Qu’il est beau, qu’il est tranquille, le petit monde préservé des personnages de ce film ! S’il n’y avait pas une ou deux allusions à leur judéité, s’il n’y avait pas une très courte scène de discussion au sujet de la vie politique italienne, on se croirait presque hors du temps et hors de toute réalité autre que présomptueuse et dérisoire. Car, chez ces gens-là, on peut disserter sans fin sur Bach et Busoni, sur l’« Heptaméron » ou encore sur Buñuel et le surréalisme et l’on peut s’extasier en contemplant les statues de Praxitèle. Nous sommes bien à l’abri, protégé des turbulences, en compagnie de gens bien éduqués, savants et ayant tout loisir de profiter de la sereine oisiveté de l’été.
Évidemment, pour faire un film, il faut un grain de sable pour troubler, tout de même un peu, la quiétude des estivants. Ce grain de sable a l’apparence d’un bel homme nommé Oliver (Armie Hammer), si bel homme qu’il séduit Elio (Timothée Chalamet), 17 ans, le garçon de la maison. Et voilà ! Le film narre interminablement le désir et la passion qui déchirent le cœur du jeune homme. La fascination et l’attirance sont d’autant plus grands que, comme on est en été, les protagonistes s’exhibent la plupart du temps à moitié nus. Le jeu des corps et la puissance érotique fonctionnent à plein régime, si l’on peut dire.

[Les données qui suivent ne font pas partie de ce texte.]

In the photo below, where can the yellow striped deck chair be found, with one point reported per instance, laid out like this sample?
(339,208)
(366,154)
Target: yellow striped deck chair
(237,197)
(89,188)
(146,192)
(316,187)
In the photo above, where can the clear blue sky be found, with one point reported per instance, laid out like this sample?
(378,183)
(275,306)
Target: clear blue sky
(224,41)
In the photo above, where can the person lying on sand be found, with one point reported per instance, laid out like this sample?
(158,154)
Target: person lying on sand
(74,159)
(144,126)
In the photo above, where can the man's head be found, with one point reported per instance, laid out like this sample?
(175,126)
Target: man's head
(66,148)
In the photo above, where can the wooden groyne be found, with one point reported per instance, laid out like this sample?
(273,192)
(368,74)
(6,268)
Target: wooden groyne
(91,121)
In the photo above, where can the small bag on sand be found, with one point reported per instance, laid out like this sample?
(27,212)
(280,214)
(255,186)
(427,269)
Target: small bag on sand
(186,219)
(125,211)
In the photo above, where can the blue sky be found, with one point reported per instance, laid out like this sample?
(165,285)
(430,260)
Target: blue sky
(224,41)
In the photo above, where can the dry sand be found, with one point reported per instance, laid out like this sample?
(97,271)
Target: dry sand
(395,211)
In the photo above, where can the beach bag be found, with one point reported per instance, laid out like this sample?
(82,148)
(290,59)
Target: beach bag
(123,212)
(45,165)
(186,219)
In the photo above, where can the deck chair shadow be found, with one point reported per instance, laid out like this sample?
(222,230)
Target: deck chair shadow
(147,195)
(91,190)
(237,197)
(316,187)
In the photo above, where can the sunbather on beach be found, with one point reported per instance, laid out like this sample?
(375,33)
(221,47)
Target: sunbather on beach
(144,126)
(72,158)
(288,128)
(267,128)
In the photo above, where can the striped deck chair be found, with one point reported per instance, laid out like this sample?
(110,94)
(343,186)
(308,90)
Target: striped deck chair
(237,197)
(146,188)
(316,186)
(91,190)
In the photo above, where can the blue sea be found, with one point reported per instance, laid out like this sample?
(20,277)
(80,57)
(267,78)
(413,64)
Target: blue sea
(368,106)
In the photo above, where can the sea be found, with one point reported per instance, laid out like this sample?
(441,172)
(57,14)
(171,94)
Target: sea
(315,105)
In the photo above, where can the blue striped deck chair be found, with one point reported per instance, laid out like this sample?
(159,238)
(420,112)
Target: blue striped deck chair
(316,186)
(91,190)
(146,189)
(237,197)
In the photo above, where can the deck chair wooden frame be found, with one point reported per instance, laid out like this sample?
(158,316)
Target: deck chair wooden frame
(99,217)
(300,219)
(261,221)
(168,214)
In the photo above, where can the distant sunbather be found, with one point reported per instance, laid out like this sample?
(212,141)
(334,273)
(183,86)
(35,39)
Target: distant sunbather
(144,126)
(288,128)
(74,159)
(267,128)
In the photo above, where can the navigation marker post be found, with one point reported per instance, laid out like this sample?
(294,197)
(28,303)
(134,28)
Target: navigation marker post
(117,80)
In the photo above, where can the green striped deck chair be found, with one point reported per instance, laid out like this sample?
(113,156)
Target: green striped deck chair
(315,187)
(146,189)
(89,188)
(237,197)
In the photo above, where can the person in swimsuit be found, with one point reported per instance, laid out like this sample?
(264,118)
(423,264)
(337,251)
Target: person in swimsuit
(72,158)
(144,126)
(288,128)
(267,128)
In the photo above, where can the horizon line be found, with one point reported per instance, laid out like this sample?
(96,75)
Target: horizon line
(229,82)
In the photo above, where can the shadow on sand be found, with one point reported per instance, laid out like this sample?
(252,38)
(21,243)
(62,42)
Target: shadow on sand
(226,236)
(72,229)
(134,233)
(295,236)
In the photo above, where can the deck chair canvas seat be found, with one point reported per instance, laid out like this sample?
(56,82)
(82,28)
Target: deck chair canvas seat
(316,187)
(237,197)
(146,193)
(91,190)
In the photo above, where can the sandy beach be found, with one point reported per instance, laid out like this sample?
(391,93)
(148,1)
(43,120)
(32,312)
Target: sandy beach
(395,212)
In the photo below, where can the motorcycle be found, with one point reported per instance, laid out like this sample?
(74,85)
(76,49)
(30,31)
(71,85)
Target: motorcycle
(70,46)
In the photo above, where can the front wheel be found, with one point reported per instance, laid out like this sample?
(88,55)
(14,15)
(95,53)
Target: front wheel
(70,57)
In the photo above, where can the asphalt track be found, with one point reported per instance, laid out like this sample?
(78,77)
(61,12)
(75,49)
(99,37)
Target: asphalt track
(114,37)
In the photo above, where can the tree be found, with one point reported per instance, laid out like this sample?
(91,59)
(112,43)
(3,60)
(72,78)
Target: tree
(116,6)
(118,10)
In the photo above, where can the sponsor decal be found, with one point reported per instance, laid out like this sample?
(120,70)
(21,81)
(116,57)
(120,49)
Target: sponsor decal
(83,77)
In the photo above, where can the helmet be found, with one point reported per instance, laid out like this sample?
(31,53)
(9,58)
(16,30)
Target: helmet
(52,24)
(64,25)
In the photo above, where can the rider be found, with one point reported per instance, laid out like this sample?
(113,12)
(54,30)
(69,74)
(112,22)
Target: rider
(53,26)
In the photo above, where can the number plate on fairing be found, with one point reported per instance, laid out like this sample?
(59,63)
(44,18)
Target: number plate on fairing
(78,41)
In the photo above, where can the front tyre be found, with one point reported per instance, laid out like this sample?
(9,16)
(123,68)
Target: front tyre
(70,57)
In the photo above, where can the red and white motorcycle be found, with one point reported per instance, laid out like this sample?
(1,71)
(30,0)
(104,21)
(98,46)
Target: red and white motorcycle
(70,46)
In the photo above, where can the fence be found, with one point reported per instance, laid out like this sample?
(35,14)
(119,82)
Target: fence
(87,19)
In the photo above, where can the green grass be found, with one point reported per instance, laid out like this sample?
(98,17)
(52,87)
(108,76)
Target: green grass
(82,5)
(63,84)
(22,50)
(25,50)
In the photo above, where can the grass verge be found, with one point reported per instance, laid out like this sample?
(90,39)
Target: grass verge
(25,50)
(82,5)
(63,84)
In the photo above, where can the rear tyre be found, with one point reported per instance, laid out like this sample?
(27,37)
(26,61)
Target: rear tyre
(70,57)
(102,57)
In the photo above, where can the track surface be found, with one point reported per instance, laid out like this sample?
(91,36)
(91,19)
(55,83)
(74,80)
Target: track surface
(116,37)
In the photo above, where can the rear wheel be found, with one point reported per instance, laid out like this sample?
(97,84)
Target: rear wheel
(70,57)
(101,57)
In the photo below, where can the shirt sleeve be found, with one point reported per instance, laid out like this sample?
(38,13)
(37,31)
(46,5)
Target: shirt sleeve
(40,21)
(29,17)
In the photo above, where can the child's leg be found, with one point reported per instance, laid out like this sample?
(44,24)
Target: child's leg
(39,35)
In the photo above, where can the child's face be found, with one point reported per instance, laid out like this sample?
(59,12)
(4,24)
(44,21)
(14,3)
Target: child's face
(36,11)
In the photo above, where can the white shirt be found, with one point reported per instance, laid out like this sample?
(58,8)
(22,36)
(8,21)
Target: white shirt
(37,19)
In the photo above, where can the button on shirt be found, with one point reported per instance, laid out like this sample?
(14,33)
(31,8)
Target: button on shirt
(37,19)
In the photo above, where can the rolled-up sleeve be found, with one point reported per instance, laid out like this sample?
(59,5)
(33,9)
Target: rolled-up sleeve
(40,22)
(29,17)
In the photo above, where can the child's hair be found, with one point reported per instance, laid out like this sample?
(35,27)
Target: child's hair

Cette histoire, plutôt banale en fin de compte, est aussi, malheureusement, filmée le plus souvent d’une manière banale. Certes il n’y a rien à reprocher aux acteurs, surtout pas à Timothée Chalamet qui est parfait. Mais les choix de mise en scène m’ont paru très quelconques. Ainsi, lorsque a lieu la première étreinte physique des deux amants, la caméra, pudiquement, se détourne pour filmer… un feuillage. On ne peut pas imaginer plan plus insignifiant. Et ce n’est qu’un exemple parmi d’autres. En fin de compte, s’il faut, parmi les films sortis récemment sur les écrans, en choisir un auquel associer le qualificatif d’anecdotique, c’est ce film-ci qu’il faut choisir (et non pas « Lady Bird » comme je l’ai absurdement lu sous la plume de certains commentateurs !).